What do I mean by “tell” and “show” in the context of a story?
Here’s an example of “telling”:
- The waitress was very rude.
And here’s an example of “showing.”
- “Here’s your stupid sandwich already,” the waitress muttered, slamming the plate down on the table so hard that the couple next to us turned around to stare.
Here’s another example of “telling.”
- It was a hot day.
And here’s showing:
- Her blouse stuck to the small of her back and sweat rolled down her thighs as she trudged up the parched lawn to the house, where a collie lay panting in the thin shadow offered by the porch swing.
You might notice some benefits to showing versus telling:
1. “Showing” is more interesting to read.
2. “Showing” creates a more vivid mental image.
3. “Showing” provides more information.
4. “Showing” is convincing. If I just tell you that the waitress was rude, you might wonder if she was really as bad as I say. For all you know, I might just have unrealistically high standards of customer service. With the “showing” example, you can make up your own mind.
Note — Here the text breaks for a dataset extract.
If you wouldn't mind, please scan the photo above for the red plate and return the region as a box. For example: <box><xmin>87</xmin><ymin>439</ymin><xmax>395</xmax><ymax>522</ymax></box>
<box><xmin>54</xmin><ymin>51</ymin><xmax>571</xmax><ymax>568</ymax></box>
5. “Showing” lets you do multiple things at once. You can show the reader that the waitress is rude at the same time that you deliver a sandwich to your character and bring some other customers into the scene.
“But if the waitress was rude, can’t I just say she was rude?”
Of course you can. And there are some situations where you should.
Here are some reasons for “telling” instead of “showing.”
- If the scene is unimportant to your story.
- If you’re just trying to give some background information to the reader.
- If “showing” will bore the reader. You might tell me that your character’s annoying uncle repeated the same sermon about thankfulness a million times during Thanksgiving dinner. But don’t make ME listen to the sermon over and over again.
Here’s an exercise for you to practice “showing” instead of “telling.” Replace the following “telling” sentences with “showing” ones.
Telling: Joan is a terribly messy person.
Showing: “Cool, there’s my sandwich!” Joan exclaimed triumphantly, noticing yesterday’s meatball sub protruding from the heap of dirty laundry on the back seat of her car.
Now you try it.
Telling: Mary was a neat freak.
Telling: It was a cold morning.
Telling: Steven was very nervous about his job interview.
Now here are a couple of story ideas that you can use to write fiction that convinces the reader by “showing” instead of “telling.” You’ll find more ideas in the Story Starters section of the Creative Writing Now website.
- Two old friends get together for dinner after a long time apart. One of them is secretly in love with the other one. Show this, don’t tell it.
- Your character brings her new boyfriend home to meet her parents. This new boyfriend is bad news. Her parent see that the guy is a jerk, but they don’t want to tell their daughter what they really think. Show the scene. But… do NOT tell the reader explicitly that the boyfriend is a jerk. Do NOT tell the reader outright what the parents think. Do NOT have the parents discuss the matter directly with their daughter. Instead, make the reader see and feel it all. And, eventually, make the daughter realize the truth as well.